Big Data - HADOOP on Amazon Customer Review - AWS

Further on the Road to Big Data  (Amazon Customer Review Dataset - AWS)

 

Project Goal and Objective:

As introduced in the first  Project Page, this was a self teaching HADOOP project(s) that I created to expand my skills. This is a  second project was create to learn about the big data tools now being used in the market.  The goal was to read the below refrenced maternal and generate big data analytical results.

 

** This is a second chapter of my Big Data journey, the first part was covered under the NOAA data  effort:  Big Data Hadoop NOAA

 

Working Through the book:

As mentioned im my inital discover project (link above) the White-Sarfi Hadoop book was greatly used.   After the NCDC/NOAA weather dataset example, there was second Amazon Customer Review Datasets under AWS that made real world and tangible sense to me.  In addition, Amazon is starting to rule the retail world, why not get more exposure to them and learn what you can to enhance marketable skills.

 

Web Research Points  ---> In the White-Safri book there was an AWS sample with the reference to the AWS data links.  (Amazon Customer Dataset- AWS )

  • So, I am a frequent user Amazon to a degree and was curious who or what actually gets purchased on the site.
  • Two AWS- Customer data sets the I found interesting where the Retail set (2 gigs -unzipped) and Garden set (1 gigs - unzipped)
  •  The files are in tsv format (tab), the differs from the standard CSV on most text file sources.

 

Problem Statement:

USE THE AWS DATA SETS FIND THE HIGHEST VOLUMENT ITEMS PURCHASED AND CAN THOSE TOTALS BE ROLLED INTO PARENT PRODUCT GROUPS  (ie: Shoes vs.
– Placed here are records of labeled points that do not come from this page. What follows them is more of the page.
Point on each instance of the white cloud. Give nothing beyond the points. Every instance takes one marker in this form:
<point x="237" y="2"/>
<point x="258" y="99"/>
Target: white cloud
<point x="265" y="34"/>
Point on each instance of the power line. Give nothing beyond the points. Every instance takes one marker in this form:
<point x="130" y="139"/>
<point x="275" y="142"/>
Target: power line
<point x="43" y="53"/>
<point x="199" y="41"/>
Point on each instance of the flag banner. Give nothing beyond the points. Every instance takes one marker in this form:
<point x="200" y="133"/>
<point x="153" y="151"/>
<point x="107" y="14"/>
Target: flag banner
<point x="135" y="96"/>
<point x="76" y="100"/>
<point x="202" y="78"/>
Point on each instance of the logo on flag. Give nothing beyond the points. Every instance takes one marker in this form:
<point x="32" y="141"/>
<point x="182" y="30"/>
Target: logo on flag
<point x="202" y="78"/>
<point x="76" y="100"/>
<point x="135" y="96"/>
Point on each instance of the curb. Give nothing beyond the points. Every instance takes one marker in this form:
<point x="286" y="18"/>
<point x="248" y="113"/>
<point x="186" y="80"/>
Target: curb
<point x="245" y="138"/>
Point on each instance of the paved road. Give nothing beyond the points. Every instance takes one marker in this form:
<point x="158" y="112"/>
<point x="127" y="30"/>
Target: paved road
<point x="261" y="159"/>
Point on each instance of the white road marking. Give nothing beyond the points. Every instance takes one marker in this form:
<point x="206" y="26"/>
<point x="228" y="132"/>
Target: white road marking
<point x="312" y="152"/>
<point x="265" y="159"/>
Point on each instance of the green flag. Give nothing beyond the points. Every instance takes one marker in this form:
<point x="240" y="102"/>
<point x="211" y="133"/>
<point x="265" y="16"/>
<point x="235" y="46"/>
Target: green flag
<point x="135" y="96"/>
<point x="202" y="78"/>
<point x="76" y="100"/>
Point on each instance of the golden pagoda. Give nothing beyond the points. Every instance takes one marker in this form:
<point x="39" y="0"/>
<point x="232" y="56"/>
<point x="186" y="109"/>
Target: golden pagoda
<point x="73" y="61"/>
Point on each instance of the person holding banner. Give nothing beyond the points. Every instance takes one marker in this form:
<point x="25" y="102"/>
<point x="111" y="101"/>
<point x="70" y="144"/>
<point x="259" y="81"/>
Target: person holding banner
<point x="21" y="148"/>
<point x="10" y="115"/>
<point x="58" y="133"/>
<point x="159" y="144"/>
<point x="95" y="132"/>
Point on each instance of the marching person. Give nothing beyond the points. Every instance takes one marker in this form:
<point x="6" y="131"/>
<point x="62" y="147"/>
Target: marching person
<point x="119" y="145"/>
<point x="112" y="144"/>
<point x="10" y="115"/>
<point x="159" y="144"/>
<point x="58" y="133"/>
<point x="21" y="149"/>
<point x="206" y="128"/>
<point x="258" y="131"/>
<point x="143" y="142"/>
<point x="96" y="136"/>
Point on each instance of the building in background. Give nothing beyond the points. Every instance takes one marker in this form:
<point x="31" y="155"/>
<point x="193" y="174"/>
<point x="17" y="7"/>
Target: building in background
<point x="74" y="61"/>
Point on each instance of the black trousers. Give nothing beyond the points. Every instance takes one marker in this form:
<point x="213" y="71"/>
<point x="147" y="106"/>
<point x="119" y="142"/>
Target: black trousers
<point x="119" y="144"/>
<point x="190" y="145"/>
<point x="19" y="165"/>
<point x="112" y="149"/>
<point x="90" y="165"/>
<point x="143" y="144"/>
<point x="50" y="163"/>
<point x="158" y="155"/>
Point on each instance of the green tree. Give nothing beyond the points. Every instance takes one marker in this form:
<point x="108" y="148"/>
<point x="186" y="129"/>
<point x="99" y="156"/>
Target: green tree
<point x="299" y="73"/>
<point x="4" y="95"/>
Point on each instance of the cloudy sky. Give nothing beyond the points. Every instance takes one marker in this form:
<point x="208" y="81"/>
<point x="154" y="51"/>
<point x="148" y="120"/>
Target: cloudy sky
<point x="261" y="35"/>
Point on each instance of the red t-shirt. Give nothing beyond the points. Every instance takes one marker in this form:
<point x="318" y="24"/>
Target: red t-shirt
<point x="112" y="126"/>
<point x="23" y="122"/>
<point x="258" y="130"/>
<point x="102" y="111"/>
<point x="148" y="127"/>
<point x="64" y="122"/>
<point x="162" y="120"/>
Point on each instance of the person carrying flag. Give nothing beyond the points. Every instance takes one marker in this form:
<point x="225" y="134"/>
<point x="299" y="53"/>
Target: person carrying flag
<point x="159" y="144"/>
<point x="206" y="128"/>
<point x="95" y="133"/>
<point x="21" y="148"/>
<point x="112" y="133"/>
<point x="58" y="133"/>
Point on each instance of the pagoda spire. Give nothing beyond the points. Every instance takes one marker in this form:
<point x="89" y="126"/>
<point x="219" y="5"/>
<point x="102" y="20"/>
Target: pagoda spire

Shirts)

 

Solution Steps:

  • Look into the AWS sample data sets provided.

  • I choose not to review at the AWS sample code referenced, since I run Apache open source Hadoop on my own hardware.

  • New challenge was data in is tab separated format, soad to reference Java to find how to read tsv files using standard libaries.

 

Analysis Steps:

  • Review data sent in a text editor for some quick findings (On Ubuntu, I found the mousepad text editor best to handle 1 Gig files)
  • AWS sets are build on customer feedback and the star rating customer provided on the items purchased
  • I can count each of the data rows by the unique product code in data sets, drop customer number.
  • In the data sets it was found the parent product code was not helpful, I did not find a useful pattern. (ie: assumed the higer digests in parent number would seperate shoes from shits.) 
  • I was able to use the AWS product description to lookup Actual Amazon products and confirm other assumptions/approaches

 

Question on the Data Sample Qualtiy:

I started to wonder on the data quality that was being provided.  It was nice and very thoughtful that that Amazon provided these data sets for free with a login registration process. Why would Amazon give other retailer insight into their site and how sales feedback or volume is collected?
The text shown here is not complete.